Suffice to say, it does not really matter, but unless you specifically have requested otherwise, this is where the files will end up.
Now that you have squid installed, let us move onto the next section.... configuration
So, you've installed squid, and are wondering...."Is that it?" ha -- if only it were true, gentle reader. Nope....there are lots of things still to do before we can have ourselves a good old proxy server.
Our efforts now shall be concentrated on one file /etc/squid.conf. It is this file which holds all the settings for squid. Because we will be editing this file, I always find it a good idea, to keep a copy of the original file. So, I think it would be a good idea, if you all issued the command:
cp /etc/squid.conf /etc/squid.conf.orig
And then fire up your favourite editor, and lets begin editing squid.conf
Actually trying to use this file to run squid "out of the box" is impossible. There are a number of things that you'll have to configure before you can have an up-and-running proxy server. At first glance, this file is about a mile long, but the developers have been helpful, since the majority of the file consists of comments about each option that is available.

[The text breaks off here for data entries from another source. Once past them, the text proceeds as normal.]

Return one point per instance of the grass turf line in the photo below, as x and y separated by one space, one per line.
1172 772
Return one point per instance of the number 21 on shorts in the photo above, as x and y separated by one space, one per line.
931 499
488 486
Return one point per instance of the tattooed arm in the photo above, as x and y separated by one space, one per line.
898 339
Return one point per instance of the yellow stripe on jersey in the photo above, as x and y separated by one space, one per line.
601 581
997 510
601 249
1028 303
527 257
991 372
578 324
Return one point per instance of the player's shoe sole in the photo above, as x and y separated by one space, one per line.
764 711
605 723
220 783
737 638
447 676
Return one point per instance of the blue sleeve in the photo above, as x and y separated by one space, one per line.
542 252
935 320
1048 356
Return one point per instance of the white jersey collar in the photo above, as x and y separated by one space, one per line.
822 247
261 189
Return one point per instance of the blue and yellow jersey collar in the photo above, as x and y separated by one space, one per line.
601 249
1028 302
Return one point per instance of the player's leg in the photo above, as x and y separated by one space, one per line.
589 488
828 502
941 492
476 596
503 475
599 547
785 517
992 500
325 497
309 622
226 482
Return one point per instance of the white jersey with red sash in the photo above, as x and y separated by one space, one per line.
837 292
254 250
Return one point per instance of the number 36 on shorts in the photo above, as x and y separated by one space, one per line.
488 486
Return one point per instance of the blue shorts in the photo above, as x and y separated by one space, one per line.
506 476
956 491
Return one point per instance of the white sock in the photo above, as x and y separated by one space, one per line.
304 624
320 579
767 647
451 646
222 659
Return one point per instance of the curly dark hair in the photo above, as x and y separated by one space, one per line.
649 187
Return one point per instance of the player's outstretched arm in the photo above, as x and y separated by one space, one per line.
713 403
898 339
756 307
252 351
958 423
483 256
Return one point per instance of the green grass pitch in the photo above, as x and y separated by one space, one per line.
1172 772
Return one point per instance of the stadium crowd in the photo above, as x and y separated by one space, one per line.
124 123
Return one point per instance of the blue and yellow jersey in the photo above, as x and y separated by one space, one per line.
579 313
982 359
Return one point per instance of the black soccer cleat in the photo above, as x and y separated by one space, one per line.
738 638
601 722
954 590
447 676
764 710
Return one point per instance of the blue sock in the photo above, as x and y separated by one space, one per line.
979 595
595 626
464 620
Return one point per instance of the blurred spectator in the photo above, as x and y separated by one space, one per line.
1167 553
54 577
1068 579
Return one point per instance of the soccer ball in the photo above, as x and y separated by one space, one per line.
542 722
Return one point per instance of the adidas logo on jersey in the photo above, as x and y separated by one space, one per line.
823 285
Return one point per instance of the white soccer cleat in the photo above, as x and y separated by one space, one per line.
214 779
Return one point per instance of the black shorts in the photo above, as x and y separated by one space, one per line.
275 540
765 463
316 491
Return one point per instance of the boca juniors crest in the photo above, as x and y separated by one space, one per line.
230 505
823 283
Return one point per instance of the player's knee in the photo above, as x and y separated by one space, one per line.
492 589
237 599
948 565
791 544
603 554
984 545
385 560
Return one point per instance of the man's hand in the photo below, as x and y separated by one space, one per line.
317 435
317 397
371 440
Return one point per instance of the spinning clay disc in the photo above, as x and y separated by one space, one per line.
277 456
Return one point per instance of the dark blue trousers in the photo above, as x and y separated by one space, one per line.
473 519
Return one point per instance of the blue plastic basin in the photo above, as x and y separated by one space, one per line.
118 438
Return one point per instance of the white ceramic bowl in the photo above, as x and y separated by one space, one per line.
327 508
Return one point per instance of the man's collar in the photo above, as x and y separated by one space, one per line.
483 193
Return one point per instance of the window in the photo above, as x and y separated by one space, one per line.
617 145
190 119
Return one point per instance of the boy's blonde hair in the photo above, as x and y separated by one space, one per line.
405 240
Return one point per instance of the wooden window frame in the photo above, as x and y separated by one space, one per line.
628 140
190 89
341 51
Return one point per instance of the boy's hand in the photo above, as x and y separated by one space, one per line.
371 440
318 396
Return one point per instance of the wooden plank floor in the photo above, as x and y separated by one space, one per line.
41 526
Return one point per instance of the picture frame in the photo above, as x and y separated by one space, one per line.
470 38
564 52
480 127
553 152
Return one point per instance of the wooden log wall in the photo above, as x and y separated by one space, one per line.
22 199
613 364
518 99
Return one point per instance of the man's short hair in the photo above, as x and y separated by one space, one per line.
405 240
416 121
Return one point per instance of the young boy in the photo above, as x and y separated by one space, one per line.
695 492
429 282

The first thing, is to tell squid the IP address of the machine it is operating on and at which port it is to listen to. In squid.conf, you should find a commented line which looks like:
#http_port 3128
Uncomment this line, by deleting the leading hash (#) symbol. Now by default, the port number 3128 is chosen. However, should you wish to tell squid to listen on a different port, then change it!! Thus on my proxy machine, I have specified:
http_port 10.1.100.1:8080
Which binds squid to listen on the above IP address with the port 8080. What you have to be careful of, is making sure that no other running application is trying to use the same port (such as apache), which is a very common mistake that a lot of people make.
Now, as we progress through this configuration file, the next major configuration option we should now change is cache_mem. This option tells squid how much memory it should use for things like caching.
I have just uncommented this line -- and left the default at 8 MB
Further on down from this option are some more options which tell squid about the high/low cache "watermark". This is simply a percentage of disk-space, that says that when it gets to within 90/95% then squid should start deleting some of its cached items.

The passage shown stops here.